The result I obtained from this approach does not agree with simulation results. I don`t know where I am doing wrong?
So, to begin with, your expectations are shifted over by one: $\frac{1}{\mu + \lambda_w}$ is the expected waiting time, given that a customer doesn't leave, when there were no other customers in line. $\frac{1}{\mu + \lambda_w} + \frac{1}{\mu + 2\lambda_w}$ is the expected waiting time, given that a customer doesn't leave, when there was one other customer in line, and so on. But that's a minor error.

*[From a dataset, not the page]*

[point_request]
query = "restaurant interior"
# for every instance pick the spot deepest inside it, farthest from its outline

The real killer is that if we adjust for this, we get the final expression $$\sum_{n=0}^\infty \left(\frac{1}{\mu + \lambda_w} + \cdots + \frac{1}{\mu + (n+1)\lambda_w}\right) p_{n} \tag{1}$$ which is still wrong: instead of $p_n$, you should have the conditional probability that there are $n$ customers, given that the next customer to arrive gets served. These are not independent events: the next customer to arrive is much more likely to get impatient first if there are 100 customers already in line.
So you'll need to explicitly figure out the probability (call it $q_n$) that a customer that's behind $n$ others in line will be served before getting impatient. This is not too hard: we have $q_0 = \frac{\mu}{\mu + \lambda_w}$, and more generally, $q_n = \frac{\mu + n \lambda w}{\mu + (n+1) \lambda_w} \cdot q_{n-1} = \frac{\mu}{\mu + (n+1)\lambda_w}$. Then we can find the overall probability that a customer is served: $q = \sum_{n=0}^\infty p_i q_i$.
Finally, to make $(1)$ correct, we should replace $p_{n}$ by the conditional probability, which is (via Bayes's formula) $\frac{p_{n} q_{n}}{q}$.